I was following the Bayesian Biostatistics book by Emmanuel Lesaffre and Andrew B. Lawson, and I stuck at a part under exchangeability topic.
I need help for interpretation of what the author said in here ;
Exchangeability is central in prediction. In Section 3.4, we looked for the distribution of a future observation $\tilde{y}$ assumed to be similar to the past data {y1 , . . . , yn }. We assumed conditional independence of $\tilde{y}$ and {y1 , . . . , yn }, but since we did not know the true value of θ , the unconditional distribution of { $\tilde{y}$, y1 , . . . , yn } is exchangeable but dependent. It is this kind of dependence that allowed us to learn from the past data. If we knew θ then past data would not help us in determining the distribution of $\tilde{y}$ because of the conditional independence.

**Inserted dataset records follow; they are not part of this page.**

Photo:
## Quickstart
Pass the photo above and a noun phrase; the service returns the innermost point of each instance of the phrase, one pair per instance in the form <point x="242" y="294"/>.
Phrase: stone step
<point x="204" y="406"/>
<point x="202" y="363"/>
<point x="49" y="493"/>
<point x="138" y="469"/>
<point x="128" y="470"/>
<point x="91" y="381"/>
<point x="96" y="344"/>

Even tough we dont know the true value of θ, in Bayesian context, we have a prior information of θ, even we have posterior probability of θ. So in this case, I couldn't be sure whether having a some information θ without knowing the true value of it, help previous values of y in determining the distrbution of $\tilde{y}$ or not. In other ways, is { $\tilde{y}$, y1 , . . . , yn } conditionally independent or dependent ?
they should be conditionally independent as the answer to the question above, otherwise we wouldnt have hierarchical independence as; $$ p(\tilde{y} | \theta, y)=p(\tilde{y} | \theta) $$